La concezione cognitivista del linguaggio
La tesi di Humboldt ha dato origine alla concezione cognitivista del linguaggio, sostenuta all’inizio del XX secolo da Sapir e Whorf. Questi ultimi, sulla relatività linguistica, spiegano che nelle strutture linguistiche si riflette la visione che ognuno (e ogni popolo) ha del mondo.
Esistono dati sperimentali a favore di questa prospettiva, come quello fornito da Levinson. Europei e aborigeni australiani dispongono, infatti, gli oggetti secondo le strutture d’ordine delle rispettive lingue, da destra a sinistra gli europei, seguendo i punti cardinali gli australiani. Visione, peraltro, sostenuta dalla biologia teorica, la quale dimostra che, nel percorso evolutivo, il cervello ha sviluppato la capacità di classificare gli oggetti dell’ambiente utilizzando semplicemente i concetti. Cioè, possiamo manipolare mentalmente gli oggetti grazie al coordinamento di schemi percettivi e concetti verbali in una rete di concetti linguistici. La neurobiologia, aiutata dallo sviluppo dei moderni strumenti di neuro immagine funzionale (che consentono di vedere il cervello in azione), ha confermato questa tesi con la scoperta dei neuroni specchio.

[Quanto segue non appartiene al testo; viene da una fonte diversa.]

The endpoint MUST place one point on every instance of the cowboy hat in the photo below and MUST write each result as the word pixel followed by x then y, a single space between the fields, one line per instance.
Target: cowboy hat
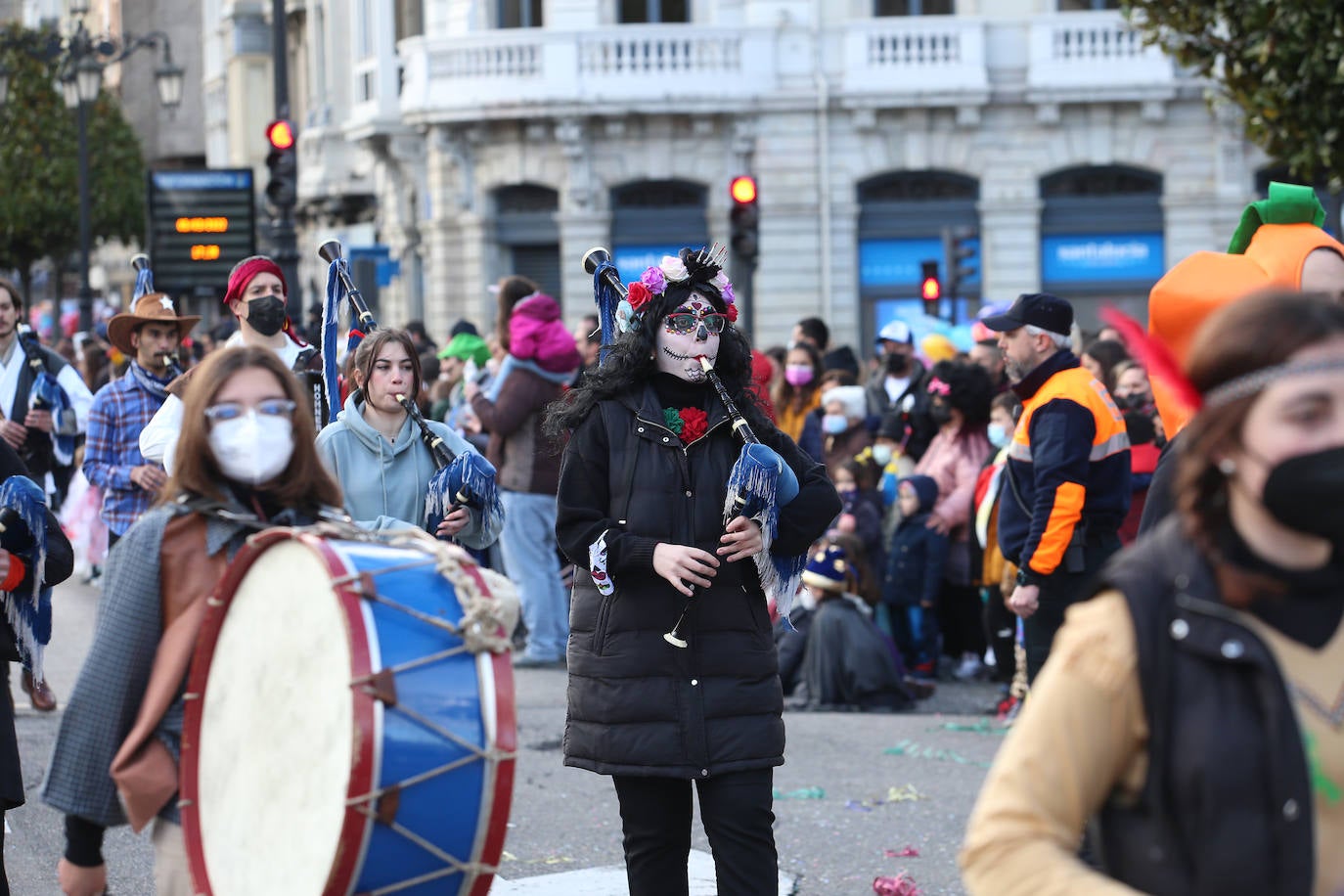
pixel 151 308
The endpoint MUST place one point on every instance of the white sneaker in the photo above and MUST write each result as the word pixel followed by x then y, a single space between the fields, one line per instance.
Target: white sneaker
pixel 970 666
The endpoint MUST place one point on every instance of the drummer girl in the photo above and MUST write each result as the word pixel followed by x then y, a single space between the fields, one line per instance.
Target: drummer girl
pixel 643 486
pixel 377 453
pixel 246 461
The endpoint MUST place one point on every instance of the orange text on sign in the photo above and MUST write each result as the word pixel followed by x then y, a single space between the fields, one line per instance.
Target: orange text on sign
pixel 202 225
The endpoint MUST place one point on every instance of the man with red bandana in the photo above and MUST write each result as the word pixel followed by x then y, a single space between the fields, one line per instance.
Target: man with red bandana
pixel 255 297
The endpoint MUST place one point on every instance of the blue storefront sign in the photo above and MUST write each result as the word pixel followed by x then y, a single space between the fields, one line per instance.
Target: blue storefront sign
pixel 633 261
pixel 1095 258
pixel 891 262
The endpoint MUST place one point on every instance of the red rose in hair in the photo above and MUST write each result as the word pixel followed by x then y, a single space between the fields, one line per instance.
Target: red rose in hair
pixel 694 424
pixel 637 294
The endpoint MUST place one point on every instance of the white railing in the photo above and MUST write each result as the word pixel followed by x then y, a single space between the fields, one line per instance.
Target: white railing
pixel 500 72
pixel 930 55
pixel 1093 51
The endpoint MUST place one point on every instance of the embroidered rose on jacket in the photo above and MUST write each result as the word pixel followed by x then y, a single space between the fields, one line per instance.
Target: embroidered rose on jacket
pixel 639 295
pixel 695 422
pixel 654 280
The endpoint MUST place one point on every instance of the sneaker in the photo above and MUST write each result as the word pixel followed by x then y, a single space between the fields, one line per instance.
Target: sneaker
pixel 969 668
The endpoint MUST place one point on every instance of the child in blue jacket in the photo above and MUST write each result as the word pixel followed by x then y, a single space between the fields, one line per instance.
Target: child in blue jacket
pixel 915 576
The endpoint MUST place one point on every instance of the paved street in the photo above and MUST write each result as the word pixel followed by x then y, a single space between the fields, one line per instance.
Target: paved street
pixel 854 787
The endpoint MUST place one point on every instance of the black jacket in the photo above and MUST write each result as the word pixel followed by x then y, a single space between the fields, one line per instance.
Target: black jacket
pixel 636 704
pixel 1228 805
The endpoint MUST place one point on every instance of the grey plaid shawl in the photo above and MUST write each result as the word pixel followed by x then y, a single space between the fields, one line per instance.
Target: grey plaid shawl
pixel 112 683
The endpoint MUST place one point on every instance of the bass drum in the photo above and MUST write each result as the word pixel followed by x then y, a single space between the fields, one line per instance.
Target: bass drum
pixel 340 737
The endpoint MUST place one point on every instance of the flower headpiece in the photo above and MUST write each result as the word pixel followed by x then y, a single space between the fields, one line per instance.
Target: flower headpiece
pixel 689 266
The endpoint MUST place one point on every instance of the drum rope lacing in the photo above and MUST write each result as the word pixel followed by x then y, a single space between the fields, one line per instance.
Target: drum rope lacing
pixel 485 626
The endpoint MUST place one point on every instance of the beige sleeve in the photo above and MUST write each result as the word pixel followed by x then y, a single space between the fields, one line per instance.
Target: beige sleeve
pixel 1080 738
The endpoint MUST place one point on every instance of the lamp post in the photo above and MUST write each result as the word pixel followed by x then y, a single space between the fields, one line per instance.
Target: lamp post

Linguaggio e intelligenza sociale
In questo senso, la capacità di organizzare suoni o gesti a scopo comunicativo si sarebbe sviluppata a partire da un contesto in cui i simboli dovevano essere collegati ad operazioni manuali. I concetti derivano, dunque, dall’interazione e dalla comunicazione con gli altri. E’ come sostenere che il linguaggio presentifica l’oggetto: l’atto comunicativo, il raccontare l’esperienza, reifica la stessa, in uno spazio in cui l’altro e il contesto assumono un rilievo fondamentale.
Ecco che il linguaggio diventa espressione diretta del modo di vedere il mondo e di rappresentarsi, in modo del tutto personale, la realtà. E l’uso che ne facciamo è la cartina di tornasole del nostro livello di intelligenza sociale.